Proper management of prostate cancer patients is highly dependent on the spread of the disease. High expression levels of the androgen receptor (AR) in prostate tumor offer a target for identifying cancer metastasis. We investigated the use of nonsteroidal AR ligands for receptor-mediated imaging as a diagnostic tool for prostate cancer staging. Compound S-26 [S-3-(4-fluorophenoxy)-2-hydroxy-2-methyl-N-(4-cyano-3-iodophenyl)-propionamide]was identified from a series of iodinated ether-linked derivatives of bicalutamide due to its high-AR binding affinity of 3.3 nM (which is similar to testosterone and approximately 25% of the binding affinity of dihydrotestosterone) in an in vitro competitive binding assay using rat prostate cytosol. Furthermore, S-26 exhibited a greater binding affinity (K(i) = 4.4 nM) in a whole-cell binding assay using COS-7 cells transfected with human AR than testosterone (K(i) = 32.9 nM) and dihydrotestosterone (K(i) = 45.4 nM). We also confirmed that sex hormone-binding globulin (SHBG), a plasma protein that binds steroids with high affinity, does not bind with S-26. Cotransfection studies with the estrogen, progesterone, and glucocorticoid receptor indicated that S-26 does not cross-react with other members of the steroid hormone receptor family. The nonsteroidal structure, high-AR binding affinity, specificity, and lack of binding to SHBG indicate that S-26 exhibits favorable properties for further development as an imaging agent for prostate cancer.
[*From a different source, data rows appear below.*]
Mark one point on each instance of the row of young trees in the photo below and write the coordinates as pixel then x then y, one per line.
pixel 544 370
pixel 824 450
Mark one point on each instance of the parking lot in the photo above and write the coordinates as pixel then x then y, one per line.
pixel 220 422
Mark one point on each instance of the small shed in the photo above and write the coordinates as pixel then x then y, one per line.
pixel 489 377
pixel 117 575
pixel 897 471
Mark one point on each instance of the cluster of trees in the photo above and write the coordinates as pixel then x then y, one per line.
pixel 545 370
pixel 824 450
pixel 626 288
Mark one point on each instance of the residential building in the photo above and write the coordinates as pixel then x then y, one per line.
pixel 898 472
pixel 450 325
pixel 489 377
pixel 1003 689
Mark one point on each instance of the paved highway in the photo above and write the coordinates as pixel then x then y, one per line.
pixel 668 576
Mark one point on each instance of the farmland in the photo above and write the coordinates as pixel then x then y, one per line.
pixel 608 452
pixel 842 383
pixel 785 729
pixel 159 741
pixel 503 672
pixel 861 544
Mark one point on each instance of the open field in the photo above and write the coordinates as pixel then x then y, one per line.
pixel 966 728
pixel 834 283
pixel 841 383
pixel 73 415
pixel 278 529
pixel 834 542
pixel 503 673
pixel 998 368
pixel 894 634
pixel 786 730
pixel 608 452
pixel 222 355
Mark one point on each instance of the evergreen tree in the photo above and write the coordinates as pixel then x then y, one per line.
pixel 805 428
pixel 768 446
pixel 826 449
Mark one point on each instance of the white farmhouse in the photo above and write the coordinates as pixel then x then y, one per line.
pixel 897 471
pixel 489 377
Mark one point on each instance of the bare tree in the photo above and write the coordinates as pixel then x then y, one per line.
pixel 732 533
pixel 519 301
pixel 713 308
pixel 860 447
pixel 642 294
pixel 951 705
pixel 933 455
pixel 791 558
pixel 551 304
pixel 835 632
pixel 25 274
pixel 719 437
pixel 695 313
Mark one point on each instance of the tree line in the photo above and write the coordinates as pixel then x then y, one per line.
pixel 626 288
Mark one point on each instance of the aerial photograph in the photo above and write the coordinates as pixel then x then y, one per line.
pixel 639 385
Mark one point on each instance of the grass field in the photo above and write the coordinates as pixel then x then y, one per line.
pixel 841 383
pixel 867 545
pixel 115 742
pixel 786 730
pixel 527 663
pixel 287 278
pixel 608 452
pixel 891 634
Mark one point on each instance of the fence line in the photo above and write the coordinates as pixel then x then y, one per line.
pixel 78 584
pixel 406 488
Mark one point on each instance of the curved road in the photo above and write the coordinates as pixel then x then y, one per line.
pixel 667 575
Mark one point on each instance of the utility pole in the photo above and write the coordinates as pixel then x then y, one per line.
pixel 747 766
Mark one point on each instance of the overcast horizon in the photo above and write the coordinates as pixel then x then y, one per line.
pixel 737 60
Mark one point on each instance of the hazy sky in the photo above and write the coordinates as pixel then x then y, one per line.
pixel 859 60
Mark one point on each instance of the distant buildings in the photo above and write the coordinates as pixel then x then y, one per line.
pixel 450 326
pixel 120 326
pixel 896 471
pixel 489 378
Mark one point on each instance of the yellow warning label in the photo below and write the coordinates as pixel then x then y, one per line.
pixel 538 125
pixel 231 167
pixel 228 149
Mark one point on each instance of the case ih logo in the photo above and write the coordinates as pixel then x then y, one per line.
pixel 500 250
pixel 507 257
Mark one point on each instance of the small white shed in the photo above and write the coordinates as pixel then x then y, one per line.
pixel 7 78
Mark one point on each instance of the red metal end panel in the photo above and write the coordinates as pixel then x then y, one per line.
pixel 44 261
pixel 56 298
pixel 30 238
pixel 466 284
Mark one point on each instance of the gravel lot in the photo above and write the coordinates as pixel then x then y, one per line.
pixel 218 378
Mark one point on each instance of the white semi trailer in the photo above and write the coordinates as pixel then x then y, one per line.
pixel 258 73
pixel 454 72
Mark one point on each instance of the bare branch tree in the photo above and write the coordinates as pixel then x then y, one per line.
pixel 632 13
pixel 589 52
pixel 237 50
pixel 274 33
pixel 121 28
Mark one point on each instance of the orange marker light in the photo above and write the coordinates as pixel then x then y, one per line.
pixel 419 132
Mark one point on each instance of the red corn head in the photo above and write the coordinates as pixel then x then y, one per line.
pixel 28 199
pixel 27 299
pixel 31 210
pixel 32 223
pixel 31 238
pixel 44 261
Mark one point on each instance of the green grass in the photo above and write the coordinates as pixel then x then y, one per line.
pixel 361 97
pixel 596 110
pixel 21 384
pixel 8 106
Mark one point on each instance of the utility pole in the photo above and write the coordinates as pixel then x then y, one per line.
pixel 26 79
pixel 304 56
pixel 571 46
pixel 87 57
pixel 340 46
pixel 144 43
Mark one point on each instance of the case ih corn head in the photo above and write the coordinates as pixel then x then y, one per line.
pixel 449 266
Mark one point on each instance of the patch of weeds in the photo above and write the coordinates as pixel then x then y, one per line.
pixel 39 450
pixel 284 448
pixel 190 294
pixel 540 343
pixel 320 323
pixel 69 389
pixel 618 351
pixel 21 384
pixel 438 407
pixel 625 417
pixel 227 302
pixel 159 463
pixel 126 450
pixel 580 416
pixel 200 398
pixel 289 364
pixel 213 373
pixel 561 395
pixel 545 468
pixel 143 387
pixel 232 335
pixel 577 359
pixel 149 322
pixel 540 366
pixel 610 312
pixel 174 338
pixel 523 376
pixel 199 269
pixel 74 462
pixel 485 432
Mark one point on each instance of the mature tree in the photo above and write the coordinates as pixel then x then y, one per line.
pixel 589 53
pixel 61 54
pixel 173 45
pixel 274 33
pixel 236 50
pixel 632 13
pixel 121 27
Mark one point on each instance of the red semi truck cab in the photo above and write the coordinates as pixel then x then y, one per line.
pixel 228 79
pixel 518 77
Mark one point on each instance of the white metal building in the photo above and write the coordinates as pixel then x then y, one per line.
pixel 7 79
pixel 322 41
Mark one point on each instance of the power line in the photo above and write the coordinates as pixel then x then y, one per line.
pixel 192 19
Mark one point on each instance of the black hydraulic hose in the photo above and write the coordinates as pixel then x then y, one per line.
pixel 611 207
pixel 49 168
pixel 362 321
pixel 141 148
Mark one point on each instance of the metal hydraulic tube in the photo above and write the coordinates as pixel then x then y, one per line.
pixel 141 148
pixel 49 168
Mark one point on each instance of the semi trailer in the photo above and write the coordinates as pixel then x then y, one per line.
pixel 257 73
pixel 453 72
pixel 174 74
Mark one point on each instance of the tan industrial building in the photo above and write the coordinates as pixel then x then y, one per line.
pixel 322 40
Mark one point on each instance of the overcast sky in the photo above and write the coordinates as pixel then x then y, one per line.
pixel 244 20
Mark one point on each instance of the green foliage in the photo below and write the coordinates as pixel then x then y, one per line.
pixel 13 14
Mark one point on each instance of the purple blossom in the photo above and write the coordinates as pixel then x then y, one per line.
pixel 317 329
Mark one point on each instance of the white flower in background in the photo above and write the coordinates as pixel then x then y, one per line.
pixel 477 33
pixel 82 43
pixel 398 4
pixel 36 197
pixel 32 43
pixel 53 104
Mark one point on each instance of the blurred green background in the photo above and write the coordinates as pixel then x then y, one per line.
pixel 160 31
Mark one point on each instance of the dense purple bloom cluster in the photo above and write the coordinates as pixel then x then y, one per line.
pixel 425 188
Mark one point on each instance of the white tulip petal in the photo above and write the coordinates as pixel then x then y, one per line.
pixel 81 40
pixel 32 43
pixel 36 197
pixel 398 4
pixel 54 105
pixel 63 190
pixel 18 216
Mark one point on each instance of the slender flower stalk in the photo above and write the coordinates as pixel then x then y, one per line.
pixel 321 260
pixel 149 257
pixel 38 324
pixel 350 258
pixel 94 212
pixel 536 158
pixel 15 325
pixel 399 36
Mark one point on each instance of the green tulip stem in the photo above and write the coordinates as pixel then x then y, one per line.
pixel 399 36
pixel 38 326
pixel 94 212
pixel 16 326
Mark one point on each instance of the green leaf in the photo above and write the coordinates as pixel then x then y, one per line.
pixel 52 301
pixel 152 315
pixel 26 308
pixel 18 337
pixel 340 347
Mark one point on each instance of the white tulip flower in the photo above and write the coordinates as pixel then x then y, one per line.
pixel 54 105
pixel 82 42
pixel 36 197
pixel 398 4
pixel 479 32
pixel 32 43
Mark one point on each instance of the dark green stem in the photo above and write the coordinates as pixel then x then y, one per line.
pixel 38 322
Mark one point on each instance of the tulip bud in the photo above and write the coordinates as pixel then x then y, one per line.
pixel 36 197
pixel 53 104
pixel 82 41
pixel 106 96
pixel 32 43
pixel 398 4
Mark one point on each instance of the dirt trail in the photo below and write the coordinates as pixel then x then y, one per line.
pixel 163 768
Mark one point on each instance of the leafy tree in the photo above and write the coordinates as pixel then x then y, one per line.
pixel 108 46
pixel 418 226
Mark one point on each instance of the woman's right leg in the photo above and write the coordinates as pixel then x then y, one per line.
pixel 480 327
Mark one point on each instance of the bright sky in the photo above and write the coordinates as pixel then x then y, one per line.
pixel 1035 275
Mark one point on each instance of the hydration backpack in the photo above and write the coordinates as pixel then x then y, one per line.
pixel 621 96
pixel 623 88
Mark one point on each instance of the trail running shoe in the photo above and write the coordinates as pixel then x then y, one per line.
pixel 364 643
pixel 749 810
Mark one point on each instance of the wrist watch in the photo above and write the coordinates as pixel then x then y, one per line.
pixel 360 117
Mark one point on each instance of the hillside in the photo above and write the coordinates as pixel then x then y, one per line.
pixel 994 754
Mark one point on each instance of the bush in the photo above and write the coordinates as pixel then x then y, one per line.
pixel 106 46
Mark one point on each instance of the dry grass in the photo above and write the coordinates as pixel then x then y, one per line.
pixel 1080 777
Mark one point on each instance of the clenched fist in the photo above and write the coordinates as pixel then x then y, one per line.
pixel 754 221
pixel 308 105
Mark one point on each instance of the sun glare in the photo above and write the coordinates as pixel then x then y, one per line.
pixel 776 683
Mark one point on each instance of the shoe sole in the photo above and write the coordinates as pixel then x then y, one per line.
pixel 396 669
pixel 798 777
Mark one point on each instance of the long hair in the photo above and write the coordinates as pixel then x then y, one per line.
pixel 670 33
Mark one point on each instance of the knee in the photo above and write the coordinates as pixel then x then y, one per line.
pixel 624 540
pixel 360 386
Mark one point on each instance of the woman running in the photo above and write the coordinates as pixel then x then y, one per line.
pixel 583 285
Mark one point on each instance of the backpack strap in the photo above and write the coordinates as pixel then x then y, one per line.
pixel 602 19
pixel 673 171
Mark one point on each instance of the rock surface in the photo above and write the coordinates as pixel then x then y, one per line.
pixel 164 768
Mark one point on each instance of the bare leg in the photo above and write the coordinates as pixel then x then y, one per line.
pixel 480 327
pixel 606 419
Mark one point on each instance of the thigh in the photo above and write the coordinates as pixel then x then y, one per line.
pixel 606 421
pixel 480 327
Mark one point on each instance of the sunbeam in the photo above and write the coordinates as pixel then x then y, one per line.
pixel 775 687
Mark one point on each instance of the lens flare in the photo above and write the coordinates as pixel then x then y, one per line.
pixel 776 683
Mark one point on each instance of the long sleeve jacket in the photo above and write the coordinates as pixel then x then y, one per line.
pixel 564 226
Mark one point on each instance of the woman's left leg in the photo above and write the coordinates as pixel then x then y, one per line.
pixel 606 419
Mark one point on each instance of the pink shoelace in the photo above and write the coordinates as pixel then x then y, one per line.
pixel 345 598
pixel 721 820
Synthesis of oxazolidinedione derived bicalutamide analogs.

The synthesis of chiral oxazolidinedione derived bicalutamide analogs has been discussed.

Synthesis and biological studies of yohimbine derivatives on human alpha2C-adrenergic receptors.

A series of yohimbine derivatives was synthesized and evaluated for binding affinity at the human alpha(2C)-adrenergic receptors expressed in Chinese hamster ovary cells. It has been found that compound 5 shows a higher affinity for alpha(2C)-AR than the parent compound yohimbine 1, thereby illustrating that the nature of the linkers affect binding potencies on these receptors.

Synthesis of irreversibly binding bicalutamide analogs for imaging studies.

A new synthetic methodology for preparing radioactive androgen receptor binding compounds in order to determine receptor-ligands interactions has been developed.